In love or indifferent on reunification?
October 3, 2017Celebrating reunification is still a strange concept to many people in Germany. But for the country's younger generation, it feels much more familiar.
"October 3 is a perfect national holiday, especially now that we're talking about new divisions," says sports manager Clemens Hühmer, referring to Germany's recent national elections. "German reunification shows that not everything has to develop negatively."
Hühmer was born in West Berlin in 1986. He is part of the generation of young Germans who only know about the Cold War and the division of Germany into communist East and democratic West from school lessons and the stories told by their parents. And yet for him – like many other Germans – it's as if the Berlin Wall were still there.
Separate ways, worlds apart
"Although the division of Germany isn't something I experienced, I would never go to East Berlin, for example. I also have friends from the East who would never contemplate moving to Wilmersdorf or Charlottenburg," Hühmer says, naming two upscale neighborhoods in Berlin's West.
Nearly 30 years after the fall of the Berlin Wall, the two halves of the city and country continue to exist even among the younger generation who were born in reunified Germany. Why hasn't the post-Wall generation managed to shake itself free from this East-West division?

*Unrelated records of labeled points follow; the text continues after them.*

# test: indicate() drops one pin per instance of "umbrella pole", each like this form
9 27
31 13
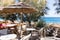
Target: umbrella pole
21 24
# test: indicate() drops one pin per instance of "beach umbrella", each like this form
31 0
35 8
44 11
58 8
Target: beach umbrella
18 8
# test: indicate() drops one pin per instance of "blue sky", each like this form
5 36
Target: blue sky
52 11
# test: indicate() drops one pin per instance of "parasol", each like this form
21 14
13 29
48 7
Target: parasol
18 8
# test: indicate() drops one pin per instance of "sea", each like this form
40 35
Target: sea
51 19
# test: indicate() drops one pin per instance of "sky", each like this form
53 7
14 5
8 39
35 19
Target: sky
52 11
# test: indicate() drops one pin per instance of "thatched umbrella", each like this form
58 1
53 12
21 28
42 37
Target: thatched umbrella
18 8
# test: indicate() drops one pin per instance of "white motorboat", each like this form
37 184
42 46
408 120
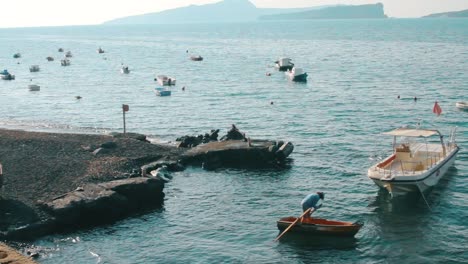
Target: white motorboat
34 87
162 91
462 105
297 75
65 62
5 75
284 64
34 68
414 166
124 70
196 58
165 80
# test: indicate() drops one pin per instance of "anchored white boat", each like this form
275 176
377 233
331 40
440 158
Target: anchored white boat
284 64
165 80
5 75
34 87
462 105
196 58
124 70
297 75
162 91
414 166
34 68
65 62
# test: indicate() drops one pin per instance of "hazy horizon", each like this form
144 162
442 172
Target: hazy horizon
26 13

A study by the Center for Social Research at the Martin Luther University of Halle-Wittenberg tried to find answers. Authors Everhard Holtmann and Bernd Martens came to the conclusion that "East Germany lives on even among those who were never able to experience it themselves."

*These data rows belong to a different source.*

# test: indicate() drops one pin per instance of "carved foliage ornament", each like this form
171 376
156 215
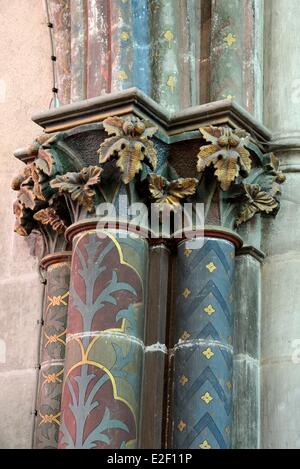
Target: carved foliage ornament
226 152
79 185
256 201
171 193
130 145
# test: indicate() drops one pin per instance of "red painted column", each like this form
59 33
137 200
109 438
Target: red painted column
105 348
52 353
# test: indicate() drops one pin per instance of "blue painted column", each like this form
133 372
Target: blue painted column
202 407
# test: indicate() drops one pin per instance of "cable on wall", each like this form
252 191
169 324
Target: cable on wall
54 100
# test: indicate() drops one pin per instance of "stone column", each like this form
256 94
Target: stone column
202 409
57 267
105 347
246 338
280 369
236 53
153 397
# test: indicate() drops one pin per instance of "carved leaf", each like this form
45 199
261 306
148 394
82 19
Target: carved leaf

This applies not only to the young generation who grew up in Germany's East after the fall of the Berlin Wall and have been influenced by the stories of their parents and grandparents. In the West, too, family memories of the division live on.
"My father always talks about the harassment on the inner-German border when he traveled from West Berlin to Bavaria through East German territory," Hühmer recalls. The border guards made a big show of searching the car's trunk, he explains, and kept him waiting a long time.
In the present day East, on the other hand, parents' and grandparents' rosy recollections are passed on to the post-reunification generation. "When compared to daily life today, East Germany does relatively well," the Center for Social Research study author Everhard Holtmann told the weekly newspaper Die Zeit.
The younger the respondents, the more detached their view of former East Germany becomes from reality. The generation born after reunification can't imagine life in a non-democratic state, unlike their parents and grandparents, the study says, explaining that "there is a certain romanticization of East Germany."
Rose-colored glasses
Natalie Oikova, born in eastern Berlin in 1995, also observes these nostalgic feelings in her parents. Her father came from Bulgaria in 1989 to work in East Berlin as a dental technician, just as East Germany was disintegrating. Her mother followed two years later.
"My parents have long been raving about the close-knit community they had in Bulgaria, and they were positive about how people dealt with one another nicely, as socialists," she says. "The Bulgaria my parents knew is long gone. People have changed enormously in the last 30 years."
Even though she has attended celebrations for the Day of German Unity at Berlin's Brandenburg Gate several times, the 22-year-old theater student sees herself as a Berliner, not as a German or a Bulgarian. "I prefer to define myself in terms of a city rather than a whole country," Oikova said.
Mental barriers
But that makes no difference – because to a Berliner, the signs of the division are everywhere. As soon as she says she's at home in Kaulsdorf, the Wall is back. The neighborhood is in the district of Marzahn-Hellersdorf – which, with its communist-era prefabricated apartments, is a symbol of East German domestic culture.
But the invisible Wall stretches far into the West, as well. Michel Brandt is often reminded of Germany's divided past. The young politician and actor comes from Karlsruhe, near the French border. He won a seat in parliament in the September elections, standing for the Left Party.
During the election campaign, he was shouted down at events as a member of the "Berlin Wall murderers' party."
"Whenever they come to a halt in the political discussion, they play the SED card," the 27-year-old says, annoyed. His far-left party succeeded the Party of Democratic Socialism (PDS) in 2007, which in turn was the renamed former East German ruling party, the SED (Socialist Unity Party of Germany).
A celebration of nonviolence
The new parliamentarian has never celebrated the Day of German Unity. He probably belongs to a majority of the population in Germany who are happy about reunification, but prefer to mark October 3 privately.
For Clemens Hühmer the symbolic meaning is decisive. "I think it is important for Germany that October 3 is the national holiday," he says. "People always say everything drifts apart, but German reunification largely happened without violence and is a positive example that things don't have to be that way."